Für eine glaubwürdige Weiterentwicklung der Unternehmenskultur im ORF

Wien (OTS) – Der ORF ist das größte Medienunternehmen Österreichs und
ein
zentraler Pfeiler der demokratischen Öffentlichkeit. Millionen
Menschen verlassen sich täglich auf seine unabhängige Information,
Berichterstattung und kulturelle Vielfalt.

Gerade deshalb kommt der Unternehmenskultur im ORF besondere
Bedeutung zu. Das Frauennetzwerk Medien setzt sich seit 27 Jahren für
die Durchsetzung von gleichen Rechten und Chancen von Frauen in allen
Medien ein. Alle Mitarbeitenden müssen die Gewissheit haben, in einem
respektvollen und sicheren Arbeitsumfeld tätig zu sein.
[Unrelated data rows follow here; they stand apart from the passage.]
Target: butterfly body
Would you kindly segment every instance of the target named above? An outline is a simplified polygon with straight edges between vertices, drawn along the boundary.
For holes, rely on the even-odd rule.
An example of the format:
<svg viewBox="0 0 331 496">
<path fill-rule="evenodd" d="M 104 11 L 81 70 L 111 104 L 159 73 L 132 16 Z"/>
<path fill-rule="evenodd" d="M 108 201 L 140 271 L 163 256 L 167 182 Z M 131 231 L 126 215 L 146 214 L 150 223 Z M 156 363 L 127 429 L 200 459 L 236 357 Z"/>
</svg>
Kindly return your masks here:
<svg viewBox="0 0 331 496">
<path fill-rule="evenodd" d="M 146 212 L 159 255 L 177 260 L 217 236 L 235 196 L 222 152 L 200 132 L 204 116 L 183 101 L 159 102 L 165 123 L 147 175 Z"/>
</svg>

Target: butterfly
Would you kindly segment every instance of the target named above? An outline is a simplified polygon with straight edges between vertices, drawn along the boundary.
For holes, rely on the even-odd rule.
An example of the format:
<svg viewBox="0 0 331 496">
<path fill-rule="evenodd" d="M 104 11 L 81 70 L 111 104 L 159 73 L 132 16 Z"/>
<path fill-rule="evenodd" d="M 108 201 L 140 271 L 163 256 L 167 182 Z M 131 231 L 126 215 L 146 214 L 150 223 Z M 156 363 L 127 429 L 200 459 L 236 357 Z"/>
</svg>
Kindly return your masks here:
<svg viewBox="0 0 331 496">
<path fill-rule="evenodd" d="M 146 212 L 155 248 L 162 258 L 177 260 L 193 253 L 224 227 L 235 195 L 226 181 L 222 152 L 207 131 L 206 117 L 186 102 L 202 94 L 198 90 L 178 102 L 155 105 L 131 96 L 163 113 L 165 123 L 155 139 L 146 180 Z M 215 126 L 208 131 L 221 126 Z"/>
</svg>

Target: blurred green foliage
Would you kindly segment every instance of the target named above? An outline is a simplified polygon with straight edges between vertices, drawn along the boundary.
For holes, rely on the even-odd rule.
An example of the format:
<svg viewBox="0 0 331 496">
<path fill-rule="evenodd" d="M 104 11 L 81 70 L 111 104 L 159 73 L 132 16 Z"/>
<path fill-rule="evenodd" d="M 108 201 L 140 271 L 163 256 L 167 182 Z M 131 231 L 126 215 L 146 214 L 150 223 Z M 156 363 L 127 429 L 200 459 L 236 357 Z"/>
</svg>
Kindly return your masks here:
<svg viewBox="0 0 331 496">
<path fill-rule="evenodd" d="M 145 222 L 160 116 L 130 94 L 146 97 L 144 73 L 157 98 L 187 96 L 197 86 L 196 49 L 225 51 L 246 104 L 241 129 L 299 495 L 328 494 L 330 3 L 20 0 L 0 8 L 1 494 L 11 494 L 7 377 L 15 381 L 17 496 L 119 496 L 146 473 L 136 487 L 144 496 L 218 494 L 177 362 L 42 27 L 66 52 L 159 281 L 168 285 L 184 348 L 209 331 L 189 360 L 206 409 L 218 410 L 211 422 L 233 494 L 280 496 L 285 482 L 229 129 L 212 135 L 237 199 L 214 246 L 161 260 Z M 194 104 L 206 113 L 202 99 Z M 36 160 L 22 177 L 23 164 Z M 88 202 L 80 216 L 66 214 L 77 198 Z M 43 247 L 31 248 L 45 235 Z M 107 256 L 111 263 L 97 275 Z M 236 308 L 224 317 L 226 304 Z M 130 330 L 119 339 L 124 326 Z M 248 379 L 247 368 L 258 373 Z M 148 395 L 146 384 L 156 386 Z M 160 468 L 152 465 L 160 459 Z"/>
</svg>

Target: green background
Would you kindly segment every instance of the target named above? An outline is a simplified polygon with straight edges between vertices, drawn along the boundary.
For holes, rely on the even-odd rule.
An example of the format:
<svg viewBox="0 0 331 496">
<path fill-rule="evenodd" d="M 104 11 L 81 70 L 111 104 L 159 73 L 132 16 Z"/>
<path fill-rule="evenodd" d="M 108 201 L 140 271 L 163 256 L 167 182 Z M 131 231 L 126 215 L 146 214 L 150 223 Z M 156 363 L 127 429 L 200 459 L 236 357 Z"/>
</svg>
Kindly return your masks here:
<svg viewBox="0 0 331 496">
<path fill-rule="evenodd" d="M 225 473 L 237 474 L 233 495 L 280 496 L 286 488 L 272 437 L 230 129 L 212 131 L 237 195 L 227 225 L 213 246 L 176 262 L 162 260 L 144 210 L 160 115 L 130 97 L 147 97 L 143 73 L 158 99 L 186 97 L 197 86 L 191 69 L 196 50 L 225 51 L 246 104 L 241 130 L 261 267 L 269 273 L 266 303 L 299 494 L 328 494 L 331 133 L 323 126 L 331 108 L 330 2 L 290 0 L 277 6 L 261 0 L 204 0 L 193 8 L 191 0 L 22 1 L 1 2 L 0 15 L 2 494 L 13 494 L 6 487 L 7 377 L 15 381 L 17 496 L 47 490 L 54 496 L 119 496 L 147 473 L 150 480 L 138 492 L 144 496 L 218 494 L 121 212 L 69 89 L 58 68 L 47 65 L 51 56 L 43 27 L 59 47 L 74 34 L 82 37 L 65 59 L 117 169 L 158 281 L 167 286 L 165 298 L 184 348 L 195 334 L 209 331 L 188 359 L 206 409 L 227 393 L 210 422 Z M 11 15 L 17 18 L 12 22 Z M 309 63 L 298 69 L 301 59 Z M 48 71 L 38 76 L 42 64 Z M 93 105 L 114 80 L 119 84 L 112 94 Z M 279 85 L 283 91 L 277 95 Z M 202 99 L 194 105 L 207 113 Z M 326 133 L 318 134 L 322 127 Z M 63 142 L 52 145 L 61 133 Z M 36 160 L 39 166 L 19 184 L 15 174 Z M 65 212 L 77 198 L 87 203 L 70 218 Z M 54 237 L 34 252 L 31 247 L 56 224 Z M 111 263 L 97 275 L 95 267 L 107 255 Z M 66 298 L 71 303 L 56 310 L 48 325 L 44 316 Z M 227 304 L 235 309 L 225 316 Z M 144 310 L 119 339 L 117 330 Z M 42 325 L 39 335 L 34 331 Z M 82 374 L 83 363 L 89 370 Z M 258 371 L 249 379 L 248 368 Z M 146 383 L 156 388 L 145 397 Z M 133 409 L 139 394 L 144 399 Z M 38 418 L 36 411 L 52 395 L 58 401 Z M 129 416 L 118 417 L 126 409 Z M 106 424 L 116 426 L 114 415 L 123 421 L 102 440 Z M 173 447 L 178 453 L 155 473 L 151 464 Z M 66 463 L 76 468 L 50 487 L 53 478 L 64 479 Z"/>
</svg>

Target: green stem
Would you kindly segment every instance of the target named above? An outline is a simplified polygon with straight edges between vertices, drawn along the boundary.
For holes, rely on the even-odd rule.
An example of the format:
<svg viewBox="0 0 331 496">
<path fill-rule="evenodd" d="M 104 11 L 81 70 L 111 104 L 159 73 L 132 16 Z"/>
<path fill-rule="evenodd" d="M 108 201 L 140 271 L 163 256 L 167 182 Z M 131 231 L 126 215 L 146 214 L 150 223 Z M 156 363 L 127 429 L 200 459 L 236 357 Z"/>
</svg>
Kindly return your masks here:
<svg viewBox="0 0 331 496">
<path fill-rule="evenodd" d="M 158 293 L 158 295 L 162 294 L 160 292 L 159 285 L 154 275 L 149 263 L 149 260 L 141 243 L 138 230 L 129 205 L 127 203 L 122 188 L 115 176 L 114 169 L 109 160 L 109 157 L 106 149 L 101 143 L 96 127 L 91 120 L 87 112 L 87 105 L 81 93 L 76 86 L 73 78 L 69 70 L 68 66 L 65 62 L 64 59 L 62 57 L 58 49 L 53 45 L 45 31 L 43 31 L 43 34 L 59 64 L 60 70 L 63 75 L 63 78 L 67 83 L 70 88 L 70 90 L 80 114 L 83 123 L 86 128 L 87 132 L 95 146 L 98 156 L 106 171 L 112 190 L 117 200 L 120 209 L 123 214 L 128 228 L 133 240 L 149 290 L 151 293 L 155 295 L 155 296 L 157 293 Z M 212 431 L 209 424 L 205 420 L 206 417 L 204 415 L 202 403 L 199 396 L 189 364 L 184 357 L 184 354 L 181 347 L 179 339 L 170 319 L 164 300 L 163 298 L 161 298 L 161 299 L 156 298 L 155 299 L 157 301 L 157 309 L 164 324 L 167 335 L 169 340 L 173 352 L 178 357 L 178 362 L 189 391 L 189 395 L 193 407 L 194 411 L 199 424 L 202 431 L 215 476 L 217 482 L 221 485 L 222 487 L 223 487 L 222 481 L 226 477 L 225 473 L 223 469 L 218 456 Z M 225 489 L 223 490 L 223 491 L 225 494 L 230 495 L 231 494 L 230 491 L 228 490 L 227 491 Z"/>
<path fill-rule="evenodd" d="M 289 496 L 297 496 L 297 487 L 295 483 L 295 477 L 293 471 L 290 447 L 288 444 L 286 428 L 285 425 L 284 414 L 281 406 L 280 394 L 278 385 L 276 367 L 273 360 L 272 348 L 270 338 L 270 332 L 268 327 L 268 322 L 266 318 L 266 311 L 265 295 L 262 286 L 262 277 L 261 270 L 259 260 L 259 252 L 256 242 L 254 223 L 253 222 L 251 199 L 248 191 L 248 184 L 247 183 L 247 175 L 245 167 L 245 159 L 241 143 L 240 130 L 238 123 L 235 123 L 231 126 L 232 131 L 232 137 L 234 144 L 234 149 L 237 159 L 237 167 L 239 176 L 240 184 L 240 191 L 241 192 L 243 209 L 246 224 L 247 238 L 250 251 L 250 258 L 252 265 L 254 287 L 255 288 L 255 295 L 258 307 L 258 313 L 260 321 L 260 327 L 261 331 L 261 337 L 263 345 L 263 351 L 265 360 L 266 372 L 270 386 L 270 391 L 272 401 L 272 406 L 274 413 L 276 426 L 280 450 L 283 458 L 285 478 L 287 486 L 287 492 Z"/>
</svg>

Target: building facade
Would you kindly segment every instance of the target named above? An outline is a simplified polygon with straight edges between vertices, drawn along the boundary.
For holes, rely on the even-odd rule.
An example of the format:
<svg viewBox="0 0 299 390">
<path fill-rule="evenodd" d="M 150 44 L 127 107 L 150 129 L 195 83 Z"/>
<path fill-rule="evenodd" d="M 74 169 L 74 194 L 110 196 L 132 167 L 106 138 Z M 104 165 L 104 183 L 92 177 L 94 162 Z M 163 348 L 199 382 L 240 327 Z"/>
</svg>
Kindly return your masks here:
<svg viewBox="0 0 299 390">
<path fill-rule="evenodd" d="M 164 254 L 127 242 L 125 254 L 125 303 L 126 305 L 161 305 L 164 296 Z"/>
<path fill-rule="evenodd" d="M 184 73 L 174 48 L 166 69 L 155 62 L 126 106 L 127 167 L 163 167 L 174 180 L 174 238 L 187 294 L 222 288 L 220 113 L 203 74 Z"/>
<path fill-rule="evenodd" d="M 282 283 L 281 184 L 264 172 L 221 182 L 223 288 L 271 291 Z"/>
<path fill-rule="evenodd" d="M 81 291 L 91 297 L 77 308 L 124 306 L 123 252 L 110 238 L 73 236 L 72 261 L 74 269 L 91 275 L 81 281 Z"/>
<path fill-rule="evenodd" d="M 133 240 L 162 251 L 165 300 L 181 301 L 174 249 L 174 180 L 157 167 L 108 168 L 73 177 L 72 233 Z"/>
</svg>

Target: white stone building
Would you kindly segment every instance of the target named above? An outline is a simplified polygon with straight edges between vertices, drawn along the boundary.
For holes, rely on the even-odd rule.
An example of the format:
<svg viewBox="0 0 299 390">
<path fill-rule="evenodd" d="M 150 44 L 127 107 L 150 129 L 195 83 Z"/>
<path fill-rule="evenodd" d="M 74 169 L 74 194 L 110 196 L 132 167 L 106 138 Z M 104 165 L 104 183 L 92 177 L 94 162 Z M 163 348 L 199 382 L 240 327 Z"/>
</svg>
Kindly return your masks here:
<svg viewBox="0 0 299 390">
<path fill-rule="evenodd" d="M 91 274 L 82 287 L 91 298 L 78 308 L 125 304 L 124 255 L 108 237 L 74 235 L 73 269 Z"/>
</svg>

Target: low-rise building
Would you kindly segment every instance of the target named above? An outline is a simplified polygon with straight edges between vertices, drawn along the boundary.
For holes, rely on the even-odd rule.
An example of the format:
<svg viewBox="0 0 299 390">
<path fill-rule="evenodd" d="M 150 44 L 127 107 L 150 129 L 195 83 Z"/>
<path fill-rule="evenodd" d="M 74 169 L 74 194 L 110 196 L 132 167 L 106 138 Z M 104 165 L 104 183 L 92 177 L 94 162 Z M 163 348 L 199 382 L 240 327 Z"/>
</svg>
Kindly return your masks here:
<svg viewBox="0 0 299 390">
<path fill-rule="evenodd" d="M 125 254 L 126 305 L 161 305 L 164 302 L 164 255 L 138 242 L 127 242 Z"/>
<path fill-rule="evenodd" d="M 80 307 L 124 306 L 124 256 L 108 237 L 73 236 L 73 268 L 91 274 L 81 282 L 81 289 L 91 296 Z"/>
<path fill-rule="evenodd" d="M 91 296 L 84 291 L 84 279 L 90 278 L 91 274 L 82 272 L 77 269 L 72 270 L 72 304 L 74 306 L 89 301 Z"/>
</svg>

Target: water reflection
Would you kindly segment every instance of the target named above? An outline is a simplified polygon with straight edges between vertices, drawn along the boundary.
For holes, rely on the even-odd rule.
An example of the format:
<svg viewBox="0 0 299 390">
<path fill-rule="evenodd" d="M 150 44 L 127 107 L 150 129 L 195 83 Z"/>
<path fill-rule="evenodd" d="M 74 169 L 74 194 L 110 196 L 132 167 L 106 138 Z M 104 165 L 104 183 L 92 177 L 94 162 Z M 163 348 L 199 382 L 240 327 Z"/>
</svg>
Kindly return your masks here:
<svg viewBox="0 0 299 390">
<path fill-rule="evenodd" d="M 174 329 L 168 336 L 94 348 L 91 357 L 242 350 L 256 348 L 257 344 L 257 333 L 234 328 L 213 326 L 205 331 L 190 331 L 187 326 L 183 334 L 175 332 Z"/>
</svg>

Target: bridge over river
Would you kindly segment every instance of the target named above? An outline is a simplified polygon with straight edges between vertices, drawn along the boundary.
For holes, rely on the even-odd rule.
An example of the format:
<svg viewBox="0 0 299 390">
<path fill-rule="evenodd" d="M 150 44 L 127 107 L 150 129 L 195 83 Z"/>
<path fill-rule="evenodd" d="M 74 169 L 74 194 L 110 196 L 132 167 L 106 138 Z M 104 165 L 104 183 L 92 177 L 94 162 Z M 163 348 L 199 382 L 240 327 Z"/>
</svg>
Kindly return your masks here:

Der ORF hat in den vergangenen Jahren verpflichtende
Sensibilisierungsmaßnahmen für Führungskräfte, Informations- und
Präventionsinitiativen sowie Anlaufstellen – inklusive einer
Whistleblowerstelle für Zeuginnen, Zeugen und Betroffene – und
weitere Maßnahmen geschaffen. Diese sind kontinuierlich
weiterzuentwickeln, langfristig zu finanzieren und das Vertrauen in
ihre Wirksamkeit zu fördern.

Was den derzeit diskutierten Fall betrifft, ersuchen wir
eindringlich, die Privatsphäre der betroffenen Mitarbeiterin zu
respektieren und deren Anonymität zu wahren. Wie auch der
Österreichische Presserat festhält, ist die Identität betroffener
Personen für das Verständnis eines solchen Geschehens in der Regel
unerheblich.

Der ORF steht nun vor einer wichtigen Weichenstellung: In den
kommenden Monaten wird eine neue Geschäftsführung bestellt. Wir
appellieren an den Stiftungsrat, bereits bei der Ausschreibung klar
zu formulieren, welche Anforderungen in puncto Gleichstellung zu
erfüllen sind. Die Person, die den ORF künftig führen will, muss
nachvollziehbar aufzeigen, wie sie sich bisher für Gleichstellung und
ein respektvolles Arbeitsumfeld eingesetzt hat und in Zukunft
einsetzen wird.

Eine starke und vertrauensvolle Unternehmenskultur liegt im
Interesse des ORF, seiner Mitarbeitenden – und der gesamten
österreichischen Öffentlichkeit.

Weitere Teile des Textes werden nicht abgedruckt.